In the Orthogonal Frequency Division Multiplexing (OFDM) systems, where the data symbols are
transmitted in parallel on different carriers, the length of a symbol is extended. This extension of the
symbol length causes the OFDM system to be less sensitive to channel dispersion than a single
carrier system transmitting data symbols at the same data rate. However, at the edges of the OFDM
symbol, the channel dispersion still causes distortion, and hence introduces interference between
successive symbols (i.e. Inter-Symbol Interference, ISI) and interference between different carriers
within the same symbol (i.e. Inter-Carrier Interference, ICI).

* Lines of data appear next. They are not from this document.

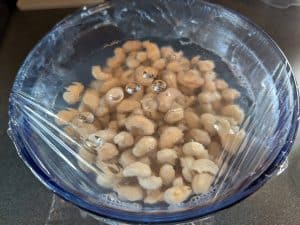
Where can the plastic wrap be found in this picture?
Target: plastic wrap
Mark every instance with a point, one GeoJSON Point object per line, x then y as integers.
{"type": "Point", "coordinates": [245, 57]}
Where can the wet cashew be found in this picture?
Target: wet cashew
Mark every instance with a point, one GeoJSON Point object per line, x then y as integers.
{"type": "Point", "coordinates": [130, 193]}
{"type": "Point", "coordinates": [191, 118]}
{"type": "Point", "coordinates": [177, 194]}
{"type": "Point", "coordinates": [205, 166]}
{"type": "Point", "coordinates": [167, 155]}
{"type": "Point", "coordinates": [127, 158]}
{"type": "Point", "coordinates": [145, 145]}
{"type": "Point", "coordinates": [107, 152]}
{"type": "Point", "coordinates": [174, 114]}
{"type": "Point", "coordinates": [167, 174]}
{"type": "Point", "coordinates": [91, 99]}
{"type": "Point", "coordinates": [201, 183]}
{"type": "Point", "coordinates": [114, 96]}
{"type": "Point", "coordinates": [195, 149]}
{"type": "Point", "coordinates": [128, 105]}
{"type": "Point", "coordinates": [123, 140]}
{"type": "Point", "coordinates": [200, 136]}
{"type": "Point", "coordinates": [235, 112]}
{"type": "Point", "coordinates": [98, 74]}
{"type": "Point", "coordinates": [150, 183]}
{"type": "Point", "coordinates": [65, 116]}
{"type": "Point", "coordinates": [73, 93]}
{"type": "Point", "coordinates": [165, 99]}
{"type": "Point", "coordinates": [170, 79]}
{"type": "Point", "coordinates": [178, 181]}
{"type": "Point", "coordinates": [170, 136]}
{"type": "Point", "coordinates": [153, 197]}
{"type": "Point", "coordinates": [137, 169]}
{"type": "Point", "coordinates": [139, 124]}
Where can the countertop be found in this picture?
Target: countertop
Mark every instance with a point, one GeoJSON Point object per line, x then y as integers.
{"type": "Point", "coordinates": [25, 201]}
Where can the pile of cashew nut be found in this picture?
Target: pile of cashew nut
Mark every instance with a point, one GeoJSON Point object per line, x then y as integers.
{"type": "Point", "coordinates": [154, 122]}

Different guard interval techniques for
the OFDM transmission were suggested to reduce the interference between successive symbols. The
most commonly used guard interval is the cyclic prefix (CP). In this paper, the impact of replacing
the CP by zero insertion (ZI) before the Inverse Fast Fourier Transform (IFFT) process on the
OFDM transmitter is studied. The motivation of using the ZI instead of the CP is the reduction in
the transmission rate and the high performance in reducing the channel distortion. Moreover, the
proposed ZI-OFDM system is suitable to minimize the effect of the fading channel when the
channel characteristics are unknown or difficult to be estimated. Another approach to enhance the
OFDM system is also introduced in this paper. A signal denoising approach is suggested to be
added in the receiver to reduce the effect of the additive white Gaussian noise (AWGN) channel. In
this approach, the Radio Frequency signal (RF) is enhanced using a wavelet thresholding technique
instead of enhancing the baseband signal. The simulation results show that the proposed ZI
approach provides better transmission performance than the recent techniques and achieves a 20 %
reduction in the data redundancy relative to the redundancy in the CP-OFDM system. Moreover, the
results show that the proposed thresholding approach significantly removed the noise and the signal
power is enhanced by almost 30 db with different values of the channel signal-to-noise ratio (SNR).
The overall system performance of the proposed ZI approach in the transmitter together with the
thresholding approach in the receiver is tested in this paper.